Škoda 860 Cabriolet

Vor 100 Jahren wurde die Tschechoslowakei begründet und damit der noch jungen Automarke Laurin & Klement ein neuer Staat vor die Nase gesetzt. Heute lernen Kinder auf der Europakarte Tschechien und die Slowakei einzeln kennen, während aus dem Doppelnamen der Automarke bereits 1925 ein einzelnes Wort wurde, als die Maschinenbaufirma Škoda den Autobauer übernahm und in den Konzern eingliederte. Seit den 1990er Jahren gehören die Tschechen zur Volkswagen Group und dadurch auf vielen Weltmärkten aktiv. Gleichzeitig widmet man sich am Hauptsitz in Mladá Boleslav gezielt auch der langen Tradition und zeigt ausgesuchte Stücke im Werksmuseum.

Zum runden Landesjubiläum stellte Škoda nun ein einzigartiges Fahrzeug in der hauseigenen Museumswerkstatt fertig. In den Jahren vor dem Zweiten Weltkrieg tummelte sich die Marke auch in der automobilen Oberklasse und stellte daher auf der Prager Automobilmesse im Oktober 1929 die neue Modellreihe 860 vor. Es war das damalige Topmodell der erstmals am Fließband gefertigten Fahrzeuggeneration der tschechischen Marke und gab mit seiner Bezeichnung einen Hinweis auf Zylinderanzahl und Leistung. Der 860 holte also aus acht Brennräumen und 3,9 Litern Hubraum 60 PS (44 kW). In Verbindung mit einem manuellen Dreigang-Getriebe geht es bis zur Höchstgeschwindigkeit von 110 km/h. Vorn und hinten kamen Starrachsen an langen und breiten Blattfedern und hydraulischen Stoßdämpfern zum Einsatz, die am robusten Leiterrahmen montiert wurden. Ohne Karosserie brachte das Fahrgestell bereits 1.460 Kilogramm auf die Waage, komplettiert waren es je nach Ausführung und Ausstattung über zwei Tonnen.

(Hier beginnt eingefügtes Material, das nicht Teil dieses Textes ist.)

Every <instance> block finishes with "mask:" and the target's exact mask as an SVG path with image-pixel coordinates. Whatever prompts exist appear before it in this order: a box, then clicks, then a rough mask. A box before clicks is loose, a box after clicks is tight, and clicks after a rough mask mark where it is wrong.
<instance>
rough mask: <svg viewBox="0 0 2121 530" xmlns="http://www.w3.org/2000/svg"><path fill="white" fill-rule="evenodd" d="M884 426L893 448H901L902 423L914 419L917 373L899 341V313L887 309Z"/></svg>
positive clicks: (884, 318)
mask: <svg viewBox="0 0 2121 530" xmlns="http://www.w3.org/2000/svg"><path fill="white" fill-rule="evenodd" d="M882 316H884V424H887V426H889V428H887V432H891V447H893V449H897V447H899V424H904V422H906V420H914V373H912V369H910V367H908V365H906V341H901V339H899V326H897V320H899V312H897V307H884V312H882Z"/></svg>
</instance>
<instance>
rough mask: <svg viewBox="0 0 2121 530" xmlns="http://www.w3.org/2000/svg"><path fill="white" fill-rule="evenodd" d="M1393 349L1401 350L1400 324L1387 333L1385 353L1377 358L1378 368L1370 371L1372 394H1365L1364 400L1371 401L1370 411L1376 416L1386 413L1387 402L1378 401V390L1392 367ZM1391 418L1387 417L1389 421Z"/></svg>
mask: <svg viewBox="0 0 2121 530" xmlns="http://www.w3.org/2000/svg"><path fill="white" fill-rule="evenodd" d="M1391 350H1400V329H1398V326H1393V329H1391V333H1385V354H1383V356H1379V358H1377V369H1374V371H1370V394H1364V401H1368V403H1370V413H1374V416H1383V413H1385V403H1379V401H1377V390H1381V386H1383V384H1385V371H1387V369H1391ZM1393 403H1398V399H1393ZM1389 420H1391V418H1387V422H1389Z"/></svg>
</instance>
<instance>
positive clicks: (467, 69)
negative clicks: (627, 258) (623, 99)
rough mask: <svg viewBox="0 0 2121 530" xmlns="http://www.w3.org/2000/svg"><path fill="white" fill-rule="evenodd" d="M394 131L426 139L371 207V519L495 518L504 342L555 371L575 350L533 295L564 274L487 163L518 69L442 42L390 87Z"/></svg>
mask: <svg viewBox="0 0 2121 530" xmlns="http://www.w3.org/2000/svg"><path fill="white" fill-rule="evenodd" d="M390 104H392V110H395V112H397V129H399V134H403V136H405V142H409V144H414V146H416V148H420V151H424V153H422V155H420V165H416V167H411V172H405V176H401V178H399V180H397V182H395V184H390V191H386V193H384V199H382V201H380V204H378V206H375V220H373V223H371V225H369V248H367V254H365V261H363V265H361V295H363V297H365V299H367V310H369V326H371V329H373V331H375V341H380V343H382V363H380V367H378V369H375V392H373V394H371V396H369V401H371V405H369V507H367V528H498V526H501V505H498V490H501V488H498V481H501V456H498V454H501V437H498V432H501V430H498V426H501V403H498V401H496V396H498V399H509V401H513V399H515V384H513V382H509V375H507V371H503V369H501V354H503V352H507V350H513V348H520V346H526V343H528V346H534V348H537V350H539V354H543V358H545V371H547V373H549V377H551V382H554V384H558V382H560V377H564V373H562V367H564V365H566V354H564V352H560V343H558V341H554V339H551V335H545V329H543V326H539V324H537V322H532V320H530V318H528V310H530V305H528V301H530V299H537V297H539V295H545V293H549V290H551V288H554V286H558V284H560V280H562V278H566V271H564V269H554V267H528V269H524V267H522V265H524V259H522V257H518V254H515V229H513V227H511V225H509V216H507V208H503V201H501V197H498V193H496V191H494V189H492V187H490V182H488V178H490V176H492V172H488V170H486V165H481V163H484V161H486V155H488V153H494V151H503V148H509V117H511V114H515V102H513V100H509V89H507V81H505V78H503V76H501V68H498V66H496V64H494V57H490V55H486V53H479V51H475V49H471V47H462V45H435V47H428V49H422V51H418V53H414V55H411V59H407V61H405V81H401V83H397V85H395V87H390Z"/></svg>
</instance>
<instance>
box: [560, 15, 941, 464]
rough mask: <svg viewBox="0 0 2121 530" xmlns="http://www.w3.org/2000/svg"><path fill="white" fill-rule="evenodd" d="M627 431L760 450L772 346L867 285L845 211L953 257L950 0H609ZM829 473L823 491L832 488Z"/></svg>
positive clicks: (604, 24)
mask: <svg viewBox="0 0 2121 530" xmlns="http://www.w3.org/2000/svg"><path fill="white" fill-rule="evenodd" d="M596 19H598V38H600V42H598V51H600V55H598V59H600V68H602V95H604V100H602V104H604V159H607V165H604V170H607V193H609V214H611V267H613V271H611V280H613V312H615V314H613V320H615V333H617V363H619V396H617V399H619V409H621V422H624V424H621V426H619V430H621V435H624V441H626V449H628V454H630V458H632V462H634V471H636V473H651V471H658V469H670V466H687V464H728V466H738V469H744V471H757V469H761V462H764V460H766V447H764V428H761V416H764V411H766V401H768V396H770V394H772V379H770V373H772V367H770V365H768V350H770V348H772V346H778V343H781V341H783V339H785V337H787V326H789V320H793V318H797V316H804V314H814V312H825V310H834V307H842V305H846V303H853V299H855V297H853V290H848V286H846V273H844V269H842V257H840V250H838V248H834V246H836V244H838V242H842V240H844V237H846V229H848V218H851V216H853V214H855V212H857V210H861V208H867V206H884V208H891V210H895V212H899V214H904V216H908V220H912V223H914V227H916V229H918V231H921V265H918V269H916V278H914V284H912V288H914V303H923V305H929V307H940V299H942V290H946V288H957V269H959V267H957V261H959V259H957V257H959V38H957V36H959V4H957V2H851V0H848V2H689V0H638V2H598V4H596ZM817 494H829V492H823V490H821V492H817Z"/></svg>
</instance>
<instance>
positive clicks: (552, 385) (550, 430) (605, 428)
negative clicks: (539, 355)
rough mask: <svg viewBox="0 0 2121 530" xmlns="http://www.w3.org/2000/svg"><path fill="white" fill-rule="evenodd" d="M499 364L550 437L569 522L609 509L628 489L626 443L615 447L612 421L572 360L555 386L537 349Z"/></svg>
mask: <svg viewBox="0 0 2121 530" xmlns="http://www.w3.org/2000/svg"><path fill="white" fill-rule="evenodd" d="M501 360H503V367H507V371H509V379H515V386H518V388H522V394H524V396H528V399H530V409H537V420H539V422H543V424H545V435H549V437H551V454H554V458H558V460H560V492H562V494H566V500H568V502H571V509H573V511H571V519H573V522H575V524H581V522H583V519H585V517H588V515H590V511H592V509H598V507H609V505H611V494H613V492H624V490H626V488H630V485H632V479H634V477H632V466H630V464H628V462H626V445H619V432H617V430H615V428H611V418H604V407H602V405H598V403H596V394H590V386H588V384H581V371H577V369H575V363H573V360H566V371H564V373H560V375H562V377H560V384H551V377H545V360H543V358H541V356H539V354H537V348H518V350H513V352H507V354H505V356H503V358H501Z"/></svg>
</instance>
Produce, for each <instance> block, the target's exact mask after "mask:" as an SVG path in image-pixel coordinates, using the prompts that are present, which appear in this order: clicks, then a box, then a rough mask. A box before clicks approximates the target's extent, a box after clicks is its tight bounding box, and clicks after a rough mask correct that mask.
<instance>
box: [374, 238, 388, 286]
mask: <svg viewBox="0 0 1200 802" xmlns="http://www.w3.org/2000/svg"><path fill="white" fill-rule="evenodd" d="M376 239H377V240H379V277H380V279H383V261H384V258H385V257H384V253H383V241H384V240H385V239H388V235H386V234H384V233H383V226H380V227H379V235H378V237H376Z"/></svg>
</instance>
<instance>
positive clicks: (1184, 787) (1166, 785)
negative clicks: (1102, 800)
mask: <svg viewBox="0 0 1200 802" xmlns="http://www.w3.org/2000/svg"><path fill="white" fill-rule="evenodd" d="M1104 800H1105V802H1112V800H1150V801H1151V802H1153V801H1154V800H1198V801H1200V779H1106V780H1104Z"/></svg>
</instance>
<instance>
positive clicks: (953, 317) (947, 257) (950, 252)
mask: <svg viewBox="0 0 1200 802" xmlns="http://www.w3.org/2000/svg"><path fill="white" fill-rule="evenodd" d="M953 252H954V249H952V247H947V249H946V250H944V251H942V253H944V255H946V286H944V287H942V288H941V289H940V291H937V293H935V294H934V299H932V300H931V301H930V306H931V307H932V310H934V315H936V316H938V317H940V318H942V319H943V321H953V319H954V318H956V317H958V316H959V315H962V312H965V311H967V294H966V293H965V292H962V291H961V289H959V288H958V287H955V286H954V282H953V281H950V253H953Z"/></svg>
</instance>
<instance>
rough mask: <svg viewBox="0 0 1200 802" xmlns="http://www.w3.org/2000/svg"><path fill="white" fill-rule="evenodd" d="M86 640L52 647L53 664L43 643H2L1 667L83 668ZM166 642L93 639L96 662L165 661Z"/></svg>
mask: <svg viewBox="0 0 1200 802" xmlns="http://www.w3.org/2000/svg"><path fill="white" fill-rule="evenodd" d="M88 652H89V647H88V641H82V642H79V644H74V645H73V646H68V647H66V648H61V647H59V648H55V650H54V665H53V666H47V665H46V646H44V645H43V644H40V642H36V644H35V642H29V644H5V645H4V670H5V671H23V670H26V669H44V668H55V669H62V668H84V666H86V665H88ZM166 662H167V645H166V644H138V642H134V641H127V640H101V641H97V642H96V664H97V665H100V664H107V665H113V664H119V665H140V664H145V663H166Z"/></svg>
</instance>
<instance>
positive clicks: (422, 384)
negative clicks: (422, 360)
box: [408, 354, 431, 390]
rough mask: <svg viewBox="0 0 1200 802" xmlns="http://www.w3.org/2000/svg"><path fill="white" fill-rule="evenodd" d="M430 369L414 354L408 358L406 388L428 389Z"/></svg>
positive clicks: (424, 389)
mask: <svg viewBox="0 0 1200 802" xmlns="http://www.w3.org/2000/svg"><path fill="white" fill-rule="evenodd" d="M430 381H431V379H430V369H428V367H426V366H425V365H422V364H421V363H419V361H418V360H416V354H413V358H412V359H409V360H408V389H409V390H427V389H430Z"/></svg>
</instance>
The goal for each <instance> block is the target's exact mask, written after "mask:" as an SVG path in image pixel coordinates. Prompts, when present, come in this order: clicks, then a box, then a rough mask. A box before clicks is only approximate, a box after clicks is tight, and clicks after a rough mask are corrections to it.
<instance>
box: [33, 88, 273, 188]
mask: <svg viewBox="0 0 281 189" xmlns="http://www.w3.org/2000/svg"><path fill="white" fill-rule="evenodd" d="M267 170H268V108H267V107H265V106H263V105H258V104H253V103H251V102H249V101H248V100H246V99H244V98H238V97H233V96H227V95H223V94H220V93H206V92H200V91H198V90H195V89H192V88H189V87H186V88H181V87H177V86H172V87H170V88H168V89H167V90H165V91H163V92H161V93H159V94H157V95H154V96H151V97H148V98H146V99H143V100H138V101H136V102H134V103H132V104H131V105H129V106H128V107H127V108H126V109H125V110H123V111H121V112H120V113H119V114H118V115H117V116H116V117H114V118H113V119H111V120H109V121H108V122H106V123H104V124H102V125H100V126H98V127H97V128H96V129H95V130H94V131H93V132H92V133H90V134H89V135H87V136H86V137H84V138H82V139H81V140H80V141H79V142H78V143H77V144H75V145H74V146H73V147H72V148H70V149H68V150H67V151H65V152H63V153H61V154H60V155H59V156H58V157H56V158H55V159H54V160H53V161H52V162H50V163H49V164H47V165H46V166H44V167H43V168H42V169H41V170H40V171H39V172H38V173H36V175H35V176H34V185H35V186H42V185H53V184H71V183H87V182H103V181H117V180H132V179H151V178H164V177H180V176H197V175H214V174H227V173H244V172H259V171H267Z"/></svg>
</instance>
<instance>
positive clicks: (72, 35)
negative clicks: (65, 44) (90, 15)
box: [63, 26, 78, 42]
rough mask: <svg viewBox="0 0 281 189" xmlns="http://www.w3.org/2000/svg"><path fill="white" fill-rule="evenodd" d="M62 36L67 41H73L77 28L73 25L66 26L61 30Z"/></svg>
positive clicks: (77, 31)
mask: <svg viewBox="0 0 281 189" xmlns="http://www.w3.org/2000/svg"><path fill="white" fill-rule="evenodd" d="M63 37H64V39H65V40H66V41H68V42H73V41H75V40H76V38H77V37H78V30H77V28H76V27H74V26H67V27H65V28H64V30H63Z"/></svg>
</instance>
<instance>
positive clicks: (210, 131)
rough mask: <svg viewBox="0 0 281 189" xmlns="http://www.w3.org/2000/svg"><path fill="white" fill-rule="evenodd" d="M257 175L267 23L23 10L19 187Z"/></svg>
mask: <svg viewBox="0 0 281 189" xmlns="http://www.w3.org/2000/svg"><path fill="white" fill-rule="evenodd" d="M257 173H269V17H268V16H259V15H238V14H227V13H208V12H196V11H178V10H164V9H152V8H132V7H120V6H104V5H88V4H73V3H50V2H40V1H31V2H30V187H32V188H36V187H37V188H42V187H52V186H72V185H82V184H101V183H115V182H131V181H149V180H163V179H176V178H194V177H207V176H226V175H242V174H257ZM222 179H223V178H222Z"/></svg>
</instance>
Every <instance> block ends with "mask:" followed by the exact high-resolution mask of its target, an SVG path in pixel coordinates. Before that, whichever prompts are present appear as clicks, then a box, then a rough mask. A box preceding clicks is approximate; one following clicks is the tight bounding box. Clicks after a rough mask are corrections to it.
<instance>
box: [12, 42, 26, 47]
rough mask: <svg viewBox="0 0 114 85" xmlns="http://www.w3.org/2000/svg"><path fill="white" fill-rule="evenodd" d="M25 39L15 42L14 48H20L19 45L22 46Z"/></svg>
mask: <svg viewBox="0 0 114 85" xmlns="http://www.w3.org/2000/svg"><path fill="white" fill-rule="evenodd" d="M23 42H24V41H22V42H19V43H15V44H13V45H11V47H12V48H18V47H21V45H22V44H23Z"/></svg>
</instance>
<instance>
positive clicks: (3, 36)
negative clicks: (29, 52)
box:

Während die Chassis nur von Oktober 1929 bis Sommer 1931 gefertigt wurden, lief der Abverkauf mit neuen Karosserien noch bis Anfang 1933. Insgesamt entstanden lediglich 49 Exemplare des 860, was vor allem an der Weltwirtschaftskrise lag. Mit 125.000 Kronen für die Limousine und 140.000 Kronen für das viertürige Cabriolet lag Škoda im absoluten Topsegment der damaligen Oberklasse. Neben den beiden genannten Karosserievarianten gab es nackte Chassis und das werksseitige Faux-Cabriolet, also eine Limousine mit festem Dach, deren Dach mit Stoff verkleidet wurde, um wie ein geschlossenes Cabrio zu wirken.

Heute existieren nur noch wenige Exemplare, darunter ein Faux-Cabriolet und ein zum Feuerwehrfahrzeug umgebauter 860. Das Škoda Werksmuseum besitzt das einzige noch bekannte Cabriolet seit 1998 und restaurierte es nun zwei Jahre lang umfangreich in den Auslieferungszustand. Einst hatte es dem Werk bereits als Vorführwagen gedient. Dieses Modell war übrigens nicht der erste Achtzylinder-Wagen der Tschechen. Bereits 1907 gab es den Laurin & Klement FF mit einem Achtzylinder-Reihenmotor, dem vermutlich ersten in Mitteleuropa. Auch beim 860 zeigt sich die Innovationsfreude der Marke. So findet sich am Armaturenbrett eine Neigungsanzeige, die als Vorläufer der heutigen Schaltpunktanzeigen gilt. Im Fahrzeugboden befindet sich eine Glühheizung, hinzu kommen Zigaretten- und Zigarrenanzünder sowie Rollos an den Seitenscheiben. Optional konnte zwischen den Vordersitzen und dem Fond eine versenkbare Trennscheibe bestellt werden.